Re: [Condor-users] Too many open files

Hey Ian,

Yeah, we've made the switch over to logging to the local disk. We'd encountered so much trouble with file locks and such that it seemed the only real way to go. I have setup a samba mount but that is purely for viewing the logs from a windows machine after the jobs have completed. 

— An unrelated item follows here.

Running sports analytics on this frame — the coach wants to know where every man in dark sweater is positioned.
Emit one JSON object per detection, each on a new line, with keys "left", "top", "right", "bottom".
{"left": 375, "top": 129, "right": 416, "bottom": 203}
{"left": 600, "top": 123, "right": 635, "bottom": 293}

On 7 November 2011 16:15, Ian Chesal wrote:
Hi Chris,

On Thursday, 3 November, 2011 at 4:30 PM, Christopher Martin wrote:


We're getting errors in the job log files indicating that there are too many files open:
007 (196430.005.000) 11/03 08:13:00 Shadow exception!
Error from slot12@xxxxxxxxxxxxxxxxxxxxxxxxxxxxxxxx: Failed to open '/mnt/render/jobs/job_141798_rndrgatebegin_yko_120_0400_syanye/chr_all_rp_tcrender-196430-5-stdout.txt' as standard output: Too many open files (errno 24)
0  -  Run Bytes Sent By Job
0  -  Run Bytes Received By Job

The file it's complaining about is the stdout from the job's executable. I've taken a look at the submit/scheduler machine and we're nowhere near the file limit. Same thing on the execution machine. We are however logging to a Windows share mounted to the submit/scheduler machine over CIFS. We've been experiencing extremely heavy load on the windows filer that we're logging to so I'm guessing it's a result of that but I wanted to throw this out there in case anyone else has run into similar issues before.
Samba mount? I'm not particularly fond of Samba in large deployments -- it doesn't scale up well. Windows file access semantics use locks over zealously and SMB is an aging protocol, Samba can't really keep up. It usually adds up to disaster above a 200 hundred concurrent handles or so, no matter how powerful the underlying hardware.

Your best bet is to move logging to local disk. You could try NFS-mounted remote but there are file lock issues on NFS to contend with as well.